Learn something every day
Develop a passion for learning. If you do, you will never cease to grow, Anthony J. D’Angelo
The saying goes ‘you learn something every day’, and if you’re open to it – you actually do! From learning you are able to grow and develop and ultimately it will affect your life and wellbeing in many positive ways. Learning new things opens us to change. It assists us in making informed decisions, encourages curiosity, exposes us to new ideas, and keeps us engaged. Learning can also bring us a sense of accomplishment, boosting self-esteem and confidence as we can demonstrate and speak about what we now know. But the question is: how can you be open to learning every day?

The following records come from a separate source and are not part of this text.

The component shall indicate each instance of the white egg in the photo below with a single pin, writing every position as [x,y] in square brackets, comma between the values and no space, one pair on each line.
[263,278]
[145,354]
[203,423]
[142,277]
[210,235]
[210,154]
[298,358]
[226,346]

There is no one set thing that everyone can do to learn something every day. The key is being open to learning. When you talk to people, be genuinely interested in the response to your questions. Having respect for the person who is teaching you something new is critical. Listen to the experts or talk to someone you trust in the field, otherwise you will find it more difficult to take on board.
Share your knowledge and skills with friends and family, and encourage them to share with you. Join a club, start a course, ask for opinions and encourage the sharing of ideas – all of these things will help us to grow as much as receiving formal training and qualifications.

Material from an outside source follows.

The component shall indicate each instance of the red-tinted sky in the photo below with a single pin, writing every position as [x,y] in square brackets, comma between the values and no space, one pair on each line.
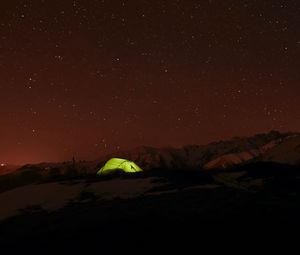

How to be open to learn something every day
- Prepare to learn something every day. Think to yourself “If someone asks me what I learned today, what will I say?” Actively seek to understand things you don’t already know about
- Use the Internet to research about something you’ve wanted to know. Why the sky is blue, how aeroplanes stay up, the background of your favourite movie or play, how Helen Keller made it to become so famous etc.
- Read a dictionary or encyclopaedia. It won’t be long before you find yourself reading about something you didn’t already know
- Talk to people. It could be anyone! An expert, a teacher, a friend – even a complete stranger will have a story and the ability to teach you something new
- Keep yourself open to learning something new. Pay attention. Listen actively and attentively. Be present in all situations. Keep yourself inspired and encourage child-like curiosity
- Watch educational television. It’s time to get Foxtel and start watching the History Channel or National Geographic etc. If you’re in Australia, SBS and the ABC also have some highly educational programs. Even talk shows such as Oprah and the Tyra Banks Show have something they can teach you. Even YouTube will have plenty of educational clips for you
- Start reading newspapers, magazines, blogs, novels, autobiographies, billboards, Wikipedia, facts, figures, statistics… anything you can find!
- Look to the internet. There’s this fantastic blog by Marc (from Marc and Angel) about Top 40 useful sites to learn new skills – take a look, you never know!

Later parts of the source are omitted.